You see, I'm not a wimp. When I know what I want, I WANT IT! I'm not asking ANYONE'S opinion. This is what I want, now BUG OFF!!!! But he wouldn't bug off, keep typing my order....... Real slow......So he could keep taking.

But I managed to stay pleasant (amazing feat for me, let me tell you!) and kept to my guns, a GOT WHAT I WANTED!!!! But it took 2 1/2 hours!!!!!!! All this time I'm picturing putting my fist thru his chest and pulling out his still beating heart and EATING IT!!!

There is a point where being a good sales rep is STUPID!!!! I bought 2 PAIRS OF GLASSES...... Instead of the ONE PAIR he wanted me to get..... I spent MORE MONEY!!!! GET IT, MORE MONEY TO GET WHAT I WANTED. So why was he fighting me so much?????? Who the fuck knows.

I think those young punks sometimes think they have to lead us "OLD LADIES" because we so old and helpless, and confused.....BOY, DID HE PICK THE WRONG OLD LADY!!!!!!!

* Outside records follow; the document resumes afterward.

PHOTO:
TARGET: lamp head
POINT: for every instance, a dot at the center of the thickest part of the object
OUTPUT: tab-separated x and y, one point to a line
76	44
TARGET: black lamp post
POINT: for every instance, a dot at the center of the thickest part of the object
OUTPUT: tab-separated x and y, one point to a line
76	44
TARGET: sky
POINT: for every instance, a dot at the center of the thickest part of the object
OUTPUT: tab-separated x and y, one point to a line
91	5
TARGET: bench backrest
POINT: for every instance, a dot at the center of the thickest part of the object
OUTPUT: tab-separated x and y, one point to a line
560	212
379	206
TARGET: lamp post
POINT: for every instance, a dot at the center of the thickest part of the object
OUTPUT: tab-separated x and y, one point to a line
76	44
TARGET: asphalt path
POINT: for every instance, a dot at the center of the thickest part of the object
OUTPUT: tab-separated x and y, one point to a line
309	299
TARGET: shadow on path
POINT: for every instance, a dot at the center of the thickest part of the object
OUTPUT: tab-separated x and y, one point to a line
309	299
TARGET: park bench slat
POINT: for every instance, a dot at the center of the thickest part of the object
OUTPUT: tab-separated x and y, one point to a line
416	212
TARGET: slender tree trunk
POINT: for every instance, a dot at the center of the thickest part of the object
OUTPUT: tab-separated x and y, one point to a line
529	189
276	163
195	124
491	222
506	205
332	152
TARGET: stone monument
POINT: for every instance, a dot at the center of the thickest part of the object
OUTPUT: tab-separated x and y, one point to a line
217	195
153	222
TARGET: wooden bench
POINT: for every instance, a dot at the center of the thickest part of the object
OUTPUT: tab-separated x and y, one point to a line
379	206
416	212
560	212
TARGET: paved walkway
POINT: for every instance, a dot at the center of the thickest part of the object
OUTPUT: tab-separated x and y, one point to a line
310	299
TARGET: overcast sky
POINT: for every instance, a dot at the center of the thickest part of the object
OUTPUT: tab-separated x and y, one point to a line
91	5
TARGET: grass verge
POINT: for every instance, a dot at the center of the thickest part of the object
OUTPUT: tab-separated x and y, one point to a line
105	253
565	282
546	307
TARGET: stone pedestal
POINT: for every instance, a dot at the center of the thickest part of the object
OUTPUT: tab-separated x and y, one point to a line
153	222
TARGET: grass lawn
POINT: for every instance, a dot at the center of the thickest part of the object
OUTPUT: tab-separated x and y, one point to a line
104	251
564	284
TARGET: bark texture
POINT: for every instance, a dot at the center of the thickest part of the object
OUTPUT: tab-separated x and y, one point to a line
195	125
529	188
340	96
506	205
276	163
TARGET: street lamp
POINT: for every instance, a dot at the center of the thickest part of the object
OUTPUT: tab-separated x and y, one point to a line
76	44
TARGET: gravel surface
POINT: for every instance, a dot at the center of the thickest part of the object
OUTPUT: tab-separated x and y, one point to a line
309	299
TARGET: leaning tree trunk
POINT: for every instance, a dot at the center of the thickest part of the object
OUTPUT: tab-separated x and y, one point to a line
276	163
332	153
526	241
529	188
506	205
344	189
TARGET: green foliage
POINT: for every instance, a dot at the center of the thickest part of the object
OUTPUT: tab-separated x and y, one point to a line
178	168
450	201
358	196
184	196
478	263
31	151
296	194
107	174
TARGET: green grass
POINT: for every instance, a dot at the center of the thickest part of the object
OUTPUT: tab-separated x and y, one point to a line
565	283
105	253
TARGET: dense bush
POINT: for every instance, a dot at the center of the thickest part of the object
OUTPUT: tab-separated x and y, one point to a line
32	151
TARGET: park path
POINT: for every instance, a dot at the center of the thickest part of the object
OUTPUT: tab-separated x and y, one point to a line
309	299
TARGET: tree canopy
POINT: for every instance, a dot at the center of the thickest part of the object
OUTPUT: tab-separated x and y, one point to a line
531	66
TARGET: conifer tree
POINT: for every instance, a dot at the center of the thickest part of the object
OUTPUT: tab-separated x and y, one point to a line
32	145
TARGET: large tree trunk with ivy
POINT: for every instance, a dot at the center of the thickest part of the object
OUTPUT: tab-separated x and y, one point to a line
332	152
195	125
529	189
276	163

But as a side note, I woke up this morning with NO STIFF NECK!!! For the first time in years, I didn't strain my neck and head to see the computer!!! I can sit comfortably, and see the whole computer with my reading glasses, no need to tilt my head, or use my hands to hold the glasses up! So, in retrospect, It was well worth it, the thinking of killing part, to get what I want, and give my neck and face a rest!!!!! Yipppiiieeeeeee.

Oh, and BOTH my glasses are now TINTED! I'm dysletic,(know this is spelled wrong) and Studies show that reading is easer with a light tint (brown) on your glasses. I used to have them tinted all the time, but the last few years I had clear, and really noticed a BAD difference.

Reading was harder, my eye strain was much, much more, after reading for a while and I looked up...Everything was blurred, and it took a while to get my sight clear again (I used to wear sunglasses while reading to stop this)....... So I went back to tinted. And I've already noticed that I can read much easier, and my eyes feel totally relaxed!!!! Not quite a fashion statement, but I read lots more then I go out to party's, so the tinting stays! (He didn't argue about the tinting...just the seperate glasses.....the guy was a total nerd!!!!!!)